Between 2009 and 2017, the number of teens identifying as lesbian, gay, bisexual, or questioning doubled in the U.S., according to a new study from Boston University School of Public Health (BUSPH).
But the attempted suicide rate of this group remained steady, going from five times the rate of their straight peers to nearly four times, highlighting the urgent need to support a vulnerable group as it transitions into adulthood.
“Large disparities in suicide attempts persisted even as the percent of students identifying as LGBQ increased,” Dr. Julia Raifman, assistant professor of health law, policy & management at BUSPH and paper author said in a statement.
“In 2017, more than 20 per cent of LGBQ teens reported attempting suicide in the past year. It’s critical that health and educational institutions have policies and programs in place to protect and improve LGBQ health, such as medical school curricula and high school health curricula that are inclusive of sexual minority health.”
Past research suggests LGBTQ college students are four times more likely to suffer from mental health issues compared to the general student population.
“Mental health outcomes, as well as negative educational outcomes like dropping out, are preventable,” said Sarah Ketchen Lipson, a Boston University School of Public Health assistant professor of health law, policy and management, and lead author of an August 2019 paper on the subject.
“The most effective way to prevent them would be, from my perspective, through policy changes. Inclusive policies are necessary to advance equity.”
Inclusion improves mental health
Raifman says LGBTQ-inclusive rights play an “important role” in mental health. In a 2017 study in which Raifman participated, for example, it was found the legalization of same-sex marriage reduced all high school suicide attempts by roughly 7 per cent.

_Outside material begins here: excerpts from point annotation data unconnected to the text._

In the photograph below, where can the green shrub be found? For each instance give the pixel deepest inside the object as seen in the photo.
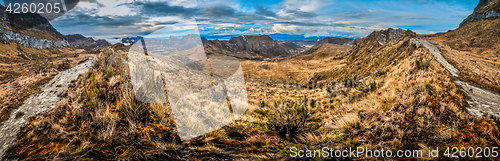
(290, 118)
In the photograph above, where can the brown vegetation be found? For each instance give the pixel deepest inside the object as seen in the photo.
(410, 103)
(24, 69)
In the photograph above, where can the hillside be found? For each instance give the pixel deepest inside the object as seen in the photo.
(486, 9)
(31, 53)
(408, 101)
(250, 47)
(81, 42)
(474, 48)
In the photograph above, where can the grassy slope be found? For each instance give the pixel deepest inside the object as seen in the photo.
(475, 50)
(414, 105)
(20, 77)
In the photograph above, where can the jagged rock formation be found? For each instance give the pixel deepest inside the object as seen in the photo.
(486, 9)
(30, 30)
(383, 36)
(82, 42)
(250, 47)
(335, 40)
(7, 36)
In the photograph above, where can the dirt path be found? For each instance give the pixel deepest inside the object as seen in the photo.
(482, 102)
(37, 104)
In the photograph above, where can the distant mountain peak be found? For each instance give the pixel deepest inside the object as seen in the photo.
(81, 42)
(486, 9)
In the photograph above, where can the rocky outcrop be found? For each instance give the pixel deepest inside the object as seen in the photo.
(26, 21)
(7, 36)
(335, 40)
(482, 3)
(383, 36)
(41, 34)
(486, 9)
(82, 42)
(253, 47)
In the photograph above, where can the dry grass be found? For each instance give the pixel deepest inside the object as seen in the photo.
(475, 50)
(405, 106)
(20, 76)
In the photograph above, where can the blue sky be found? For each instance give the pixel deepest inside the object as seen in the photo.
(106, 19)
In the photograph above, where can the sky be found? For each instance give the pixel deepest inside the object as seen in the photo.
(299, 19)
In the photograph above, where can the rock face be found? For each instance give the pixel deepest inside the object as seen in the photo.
(253, 47)
(30, 30)
(7, 36)
(383, 36)
(82, 42)
(172, 44)
(486, 9)
(335, 40)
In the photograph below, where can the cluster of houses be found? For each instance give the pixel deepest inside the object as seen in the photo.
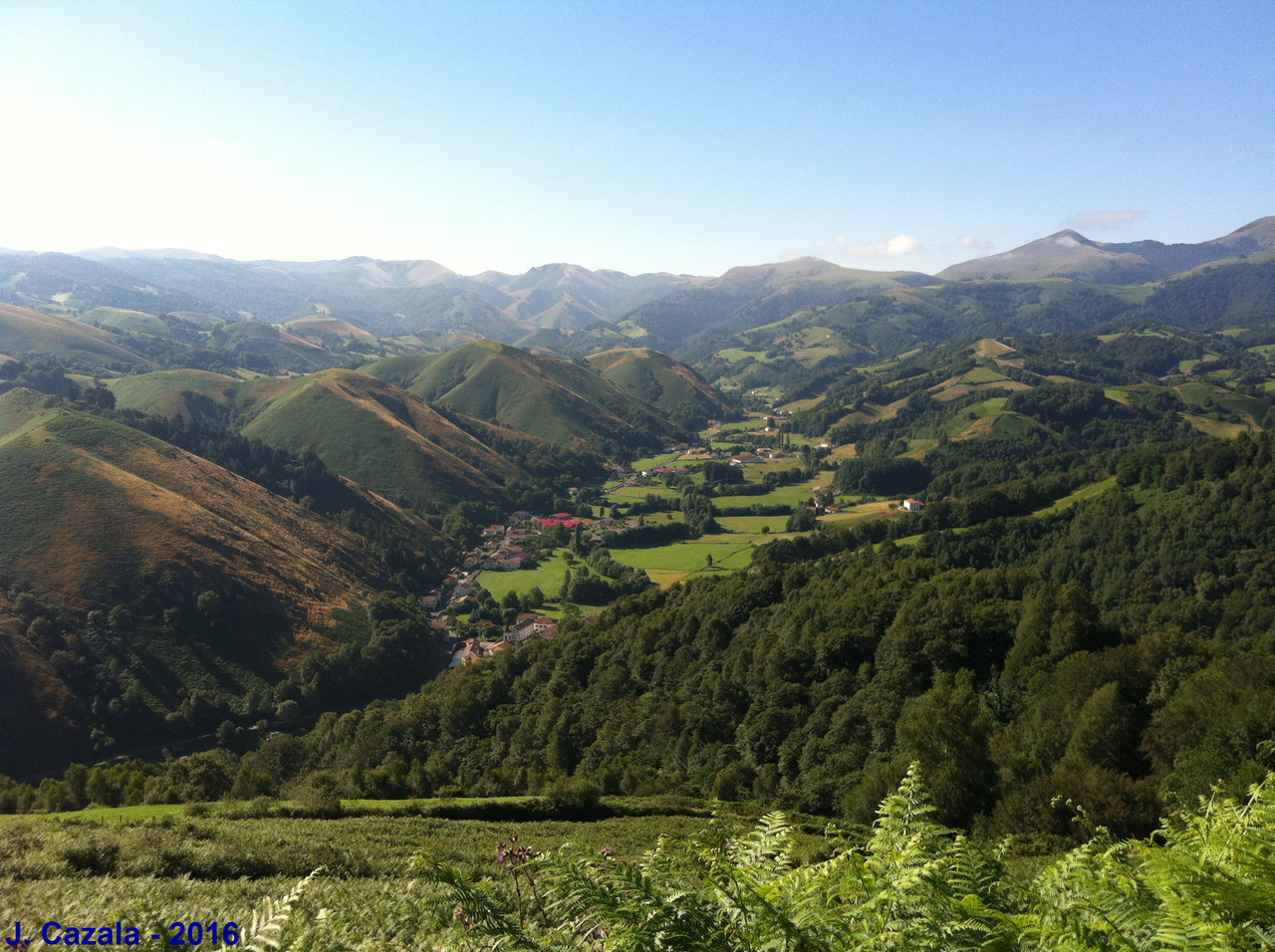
(524, 628)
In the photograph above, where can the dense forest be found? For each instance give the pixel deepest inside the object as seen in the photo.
(1116, 652)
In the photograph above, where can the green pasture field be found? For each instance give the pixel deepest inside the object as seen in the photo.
(651, 461)
(667, 565)
(751, 524)
(877, 509)
(1084, 492)
(636, 493)
(734, 355)
(547, 577)
(983, 374)
(1214, 427)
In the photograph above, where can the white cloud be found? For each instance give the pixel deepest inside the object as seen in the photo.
(897, 245)
(1106, 219)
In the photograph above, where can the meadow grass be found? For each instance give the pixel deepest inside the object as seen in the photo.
(547, 577)
(1085, 492)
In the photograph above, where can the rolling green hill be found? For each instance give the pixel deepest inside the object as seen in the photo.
(27, 334)
(531, 392)
(151, 577)
(659, 380)
(378, 435)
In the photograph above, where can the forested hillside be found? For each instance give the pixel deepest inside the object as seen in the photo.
(1116, 652)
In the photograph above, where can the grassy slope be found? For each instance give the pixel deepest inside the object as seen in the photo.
(167, 392)
(536, 394)
(377, 435)
(94, 504)
(26, 333)
(656, 378)
(97, 515)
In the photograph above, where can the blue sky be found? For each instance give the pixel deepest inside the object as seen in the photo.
(640, 136)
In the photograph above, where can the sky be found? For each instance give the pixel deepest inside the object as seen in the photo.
(683, 136)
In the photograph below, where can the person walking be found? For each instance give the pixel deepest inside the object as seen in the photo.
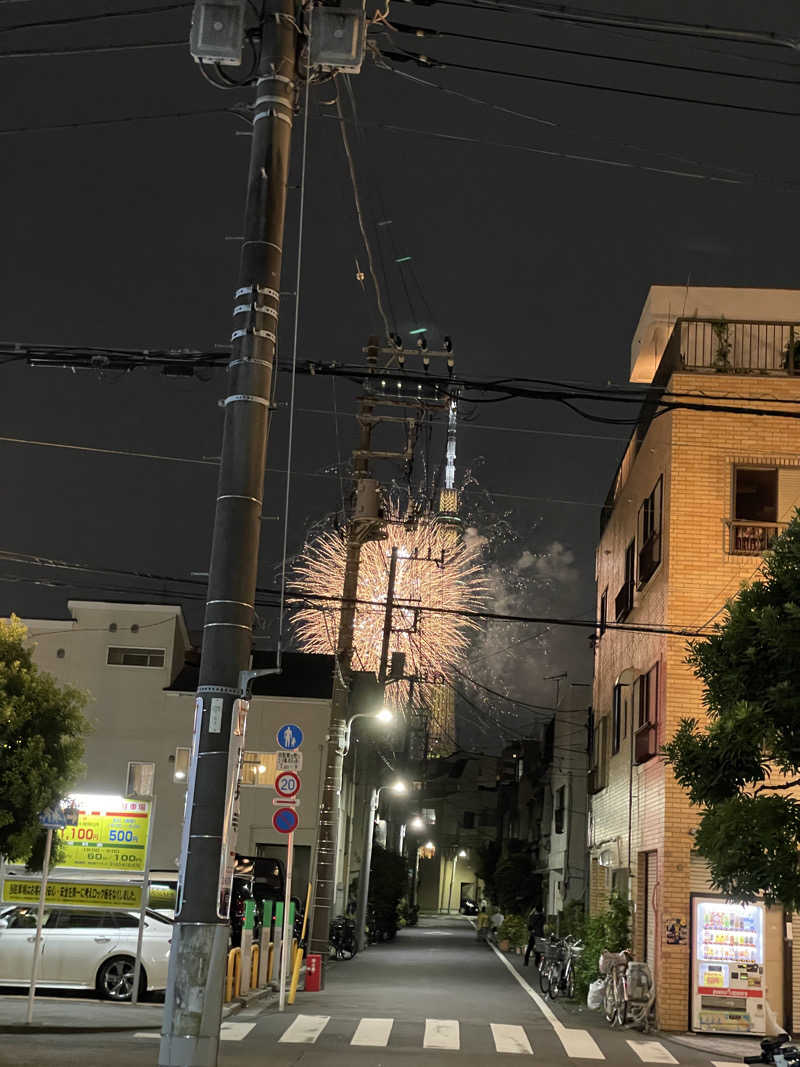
(536, 929)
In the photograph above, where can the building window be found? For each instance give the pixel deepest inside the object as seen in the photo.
(754, 525)
(598, 761)
(624, 601)
(136, 657)
(617, 717)
(646, 734)
(650, 534)
(259, 768)
(559, 809)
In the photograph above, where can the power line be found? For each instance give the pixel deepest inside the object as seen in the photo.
(579, 158)
(565, 13)
(426, 32)
(429, 61)
(91, 49)
(73, 19)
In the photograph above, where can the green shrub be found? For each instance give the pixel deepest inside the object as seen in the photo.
(609, 929)
(515, 929)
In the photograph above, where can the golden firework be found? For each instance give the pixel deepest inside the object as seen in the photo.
(438, 577)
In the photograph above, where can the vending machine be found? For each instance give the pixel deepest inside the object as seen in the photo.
(728, 967)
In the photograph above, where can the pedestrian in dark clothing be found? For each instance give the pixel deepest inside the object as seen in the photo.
(536, 929)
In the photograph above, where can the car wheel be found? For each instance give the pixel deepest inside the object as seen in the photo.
(115, 978)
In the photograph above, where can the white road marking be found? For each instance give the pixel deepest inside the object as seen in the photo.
(578, 1044)
(442, 1034)
(373, 1032)
(652, 1052)
(228, 1031)
(235, 1031)
(305, 1029)
(510, 1038)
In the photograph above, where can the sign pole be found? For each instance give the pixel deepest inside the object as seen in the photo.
(287, 939)
(145, 901)
(40, 920)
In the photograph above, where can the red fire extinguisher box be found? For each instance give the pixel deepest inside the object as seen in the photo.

Another study bolstering this claim was published in December 2019. In it, researchers found that a supportive family environment makes LGBTQ children less likely to be victims of bullying, likely because acceptance helps children develop a healthy sense of self and well being.

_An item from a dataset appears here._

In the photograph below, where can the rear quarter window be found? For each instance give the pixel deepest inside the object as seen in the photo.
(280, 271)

Not enough research on LGBTQ teens
Currently, there aren’t enough studies on substance use, mental health conditions, and the victimization of LGBTQ youth to fully support them, according to researchers from the University of Pittsburgh.
Scientists say a lack of study in this area limits the validity of the existing papers, posing an added challenge to researchers and policymakers attempting to support this population segment.
When compared to heterosexual, cisgender peers, LGBTQ youth are up to 623 per cent more likely to use substances in their lifetimes, up to 317 per cent more likely to suffer from mental health conditions, and are up to 280 per cent more likely to be a victim of bullying or abuse, according to a paper published in AAP News & Journals.